First Passage Properties of Molecular Spiders
Oleg Semenov, David Mohr, Darko Stefanovic

TL;DR
This paper investigates the first passage times of molecular spiders, synthetic DNA walkers, on different lattice models, revealing how boundary conditions and site visit slowdown affect their efficiency in reaching targets.
Contribution
It introduces a comparative analysis of first passage times for molecular spiders on 1D and 2D lattices with various boundary conditions, highlighting the impact of catalysis-induced slowdown.
Findings
Performance gain is higher in 2D circular boundaries than in 1D with absorbing ends.
Slowdown on visited sites can significantly improve passage times.

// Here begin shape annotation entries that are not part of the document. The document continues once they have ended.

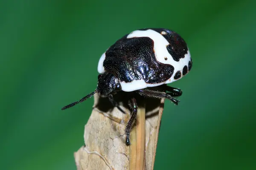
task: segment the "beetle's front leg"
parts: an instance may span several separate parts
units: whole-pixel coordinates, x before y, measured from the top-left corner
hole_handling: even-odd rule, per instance
[[[126,134],[125,143],[127,146],[129,146],[131,144],[130,142],[130,133],[131,133],[131,129],[132,125],[136,120],[136,116],[137,115],[137,112],[138,112],[138,105],[137,105],[136,99],[134,97],[132,98],[129,100],[128,105],[132,110],[132,113],[128,122],[128,123],[127,123],[127,125],[126,125],[126,127],[125,127],[125,132]]]

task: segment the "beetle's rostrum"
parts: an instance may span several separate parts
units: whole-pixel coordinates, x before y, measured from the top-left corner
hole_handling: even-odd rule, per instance
[[[181,95],[180,89],[165,85],[169,92],[166,93],[147,88],[180,79],[190,71],[192,63],[186,43],[176,32],[164,28],[135,31],[118,40],[100,57],[97,88],[62,110],[82,102],[97,93],[101,97],[108,97],[113,106],[124,113],[113,97],[120,91],[133,91],[145,97],[166,98],[177,105],[180,101],[173,97]],[[137,114],[134,96],[129,100],[128,105],[132,112],[125,128],[127,145],[131,144],[130,132]]]

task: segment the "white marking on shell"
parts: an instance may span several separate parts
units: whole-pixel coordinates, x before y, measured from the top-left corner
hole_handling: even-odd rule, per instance
[[[165,31],[162,31],[161,34],[165,34],[163,32],[164,32],[165,34],[167,34]],[[131,82],[128,83],[125,82],[120,82],[120,84],[123,91],[127,92],[137,90],[145,88],[147,87],[156,87],[164,84],[171,83],[182,77],[182,70],[185,65],[186,65],[188,68],[189,62],[190,60],[190,53],[189,51],[188,51],[188,54],[185,55],[184,58],[180,59],[180,61],[178,62],[175,61],[172,57],[168,52],[166,49],[166,46],[169,44],[168,42],[160,34],[154,30],[148,29],[145,31],[135,31],[128,35],[127,38],[145,37],[148,37],[154,41],[154,48],[157,60],[160,62],[172,65],[174,67],[173,74],[172,74],[172,76],[167,81],[160,83],[147,84],[143,79],[134,80]],[[165,60],[165,57],[166,57],[168,58],[168,60]],[[104,67],[103,67],[103,62],[105,57],[105,54],[104,53],[102,55],[99,61],[98,72],[99,74],[102,74],[105,72]],[[181,72],[181,76],[179,79],[177,80],[174,79],[173,77],[175,75],[175,74],[179,70]]]
[[[98,72],[100,74],[103,74],[105,72],[104,67],[103,67],[103,62],[106,58],[106,54],[105,53],[103,53],[101,56],[98,63]]]
[[[159,62],[164,64],[171,65],[174,67],[172,76],[166,82],[163,82],[163,84],[170,83],[177,80],[173,78],[175,73],[179,70],[181,71],[182,73],[183,68],[185,65],[188,67],[189,62],[190,60],[190,53],[189,50],[188,51],[188,54],[185,55],[183,58],[181,58],[180,61],[177,62],[173,60],[172,57],[166,49],[166,46],[169,45],[169,42],[160,34],[157,31],[150,29],[145,31],[137,30],[128,35],[127,38],[145,37],[148,37],[154,41],[154,49],[157,60]],[[166,60],[164,59],[165,57],[167,57],[168,60]],[[157,86],[160,85],[159,85],[159,84],[148,84],[148,87]]]
[[[124,91],[132,91],[142,89],[148,87],[148,85],[143,79],[134,80],[131,82],[120,82],[122,90]]]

Absorbing boundary shape influences the efficiency of molecular spiders.
Abstract
Molecular spiders are synthetic catalytic DNA-based nanoscale walkers. We study the mean first passage time for abstract models of spiders moving on a finite two-dimensional lattice with various boundary conditions, and compare it with the mean first passage time of spiders moving on a one-dimensional track. We evaluate by how much the slowdown on newly visited sites, owing to catalysis, can improve the mean first passage time of spiders and show that in one dimension, when both ends of the track are an absorbing boundary, the performance gain is lower than in two dimensions, when the absorbing boundary is a circle; this persists even when the absorbing boundary is a single site.